Factually: Fact-checking the next president

One of the most revealing moments in American fact-checking in 2020 occurred in September when CNN’s Daniel Dale was asked about President Donald Trump’s claim on Fox News that Joe Biden’s campaign was run by people “in the dark shadows.”

Dale just shook his head. “It’s almost too stupid to fact-check,” he told his CNN colleague Jim Sciutto. He noted that even Trump’s interviewer, Laura Ingraham, said it sounded like a conspiracy theory.

Dale’s comment was revealing because of what it said about fact-checking in the Trump era. Much of what the president says is so patently false that checking it doesn’t even represent a reportorial challenge.

Fact-checkers like to dig into issues to find the truth. Their best work is done while parsing data to show how someone is mischaracterizing statistics. Or using forensic tools to expose a doctored photo or misleadingly edited video. Or combing through legislative histories to see whether, in fact, a politician sponsored or supported a law he or she is taking credit for.

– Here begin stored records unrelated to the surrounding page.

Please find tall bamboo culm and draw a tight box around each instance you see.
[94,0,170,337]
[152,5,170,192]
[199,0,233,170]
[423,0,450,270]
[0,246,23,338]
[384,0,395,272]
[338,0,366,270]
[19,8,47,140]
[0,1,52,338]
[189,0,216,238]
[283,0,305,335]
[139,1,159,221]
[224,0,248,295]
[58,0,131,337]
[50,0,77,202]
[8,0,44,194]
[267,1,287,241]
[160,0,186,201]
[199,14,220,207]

But with Trump, the barrage of obvious falsehoods, like the “dark shadows” claim, just takes up valuable time, because a president can’t be ignored. In that sense, Trump made fact-checking a volume business. The Washington Post even created a database of his falsehoods. And it’s only gotten more pronounced in recent weeks, as reflected in Twitter’s abundant labels indicating that the president’s tweets about the election outcome are misleading or disputed.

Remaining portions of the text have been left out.